Forgive me if this has been posted before, but various ways to describe this made it difficult to find if it had been posted! 

I have often had situations where in using the spot removal tool in healing mode, even in cloning actually, the area it chooses as the best replacement option has other things in it that end up looking obviously repeated - like water drops in the air, or stones on the ground. If there is another area that might work, I'll try it, but when it's the best overall area, once I accept that, how can I then go into that already spotted area and remove a water drop or stone? Everytime I move the cursor near that spotted area, it activates the larger spot that was already done. Anyway to overlap like this?? Thanks to all for any help you can give here.


----------



## Hal P Anderson (Jul 26, 2017)

You can create another cloning spot somewhere else in the image and drag it over the first one.


----------



## Johan Elzenga (Jul 26, 2017)

I'm not sure if this works in LR5 too, but this works in LR6: At the bottom of the screen, set the Tool Overlay to 'Never'. Now you can clone over previously cloned spots.


----------



## brendatharp (Jul 27, 2017)

JohanElzenga said:


> I'm not sure if this works in LR5 too, but this works in LR6: At the bottom of the screen, set the Tool Overlay to 'Never'. Now you can clone over previously cloned spots.

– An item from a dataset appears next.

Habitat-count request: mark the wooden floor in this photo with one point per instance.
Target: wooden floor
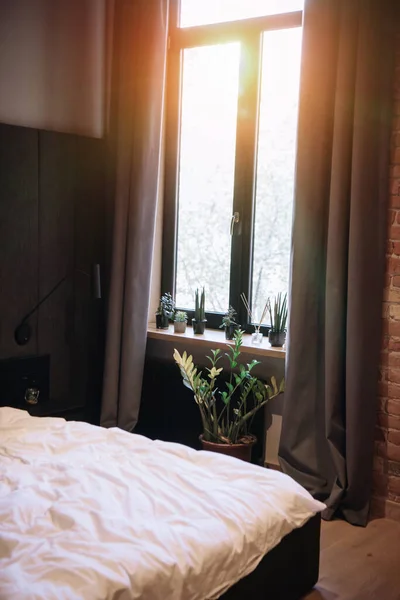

Thank you! That's exactly what I needed to know, and hopefully Hal Anderson will see this reply as it may be news to him too! I knew there was a way but just couldn't figure it out. I'm happy...


----------



## Johan Elzenga (Jul 27, 2017)

Good to hear you can use it after all. It's important to keep your personal info up to date. Your info says you are using LR5 and the tip I gave only works in LR6, so you're lucky I didn't decide it would be useless to tell you this.


----------



## brendatharp (Jul 27, 2017)

JohanElzenga said:


> Good to hear you can use it after all. It's important to keep your personal info up to date. Your info says you are using LR5 and the tip I gave only works in LR6, so you're lucky I didn't decide it would be useless to tell you this.


Thank you AGAIN for reminding me to update my profile, Johan. Little things like this can slip away unnoticed in all there is to do, unless someone who cares points it out. By the way, lovely profile picture and blog/galleries as well.


----------



## rampanthamster (Sep 2, 2017)

Hi Brenda - the 'H' key comes in very handy in these instances, to quickly hide/unhide the clone spots you've used. And once hidden, as i'm sure you now realise - it's fine to clone/spot remove to your hearts content anywhere on the image


----------



## brendatharp (Sep 3, 2017)

rampanthamster said:


> Hi Brenda - the 'H' key comes in very handy in these instances, to quickly hide/unhide the clone spots you've used. And once hidden, as i'm sure you now realise - it's fine to clone/spot remove to your hearts content anywhere on the image


Thank you very much! I did figure that out, so combined with all the other replies I have solve my issue! This forum is great...many thanks for your help!


----------



## rampanthamster (Sep 4, 2017)

could agree more - very glad I've found this forum. Particularly as I'm a lightroom user who's looking to develop my photoshop skills a bit and not happy to be stuck in a rut so to speak. I've only just joined but there certainly seem to be a plethora of interesting and worthwhile threads to delve into, i must say.


----------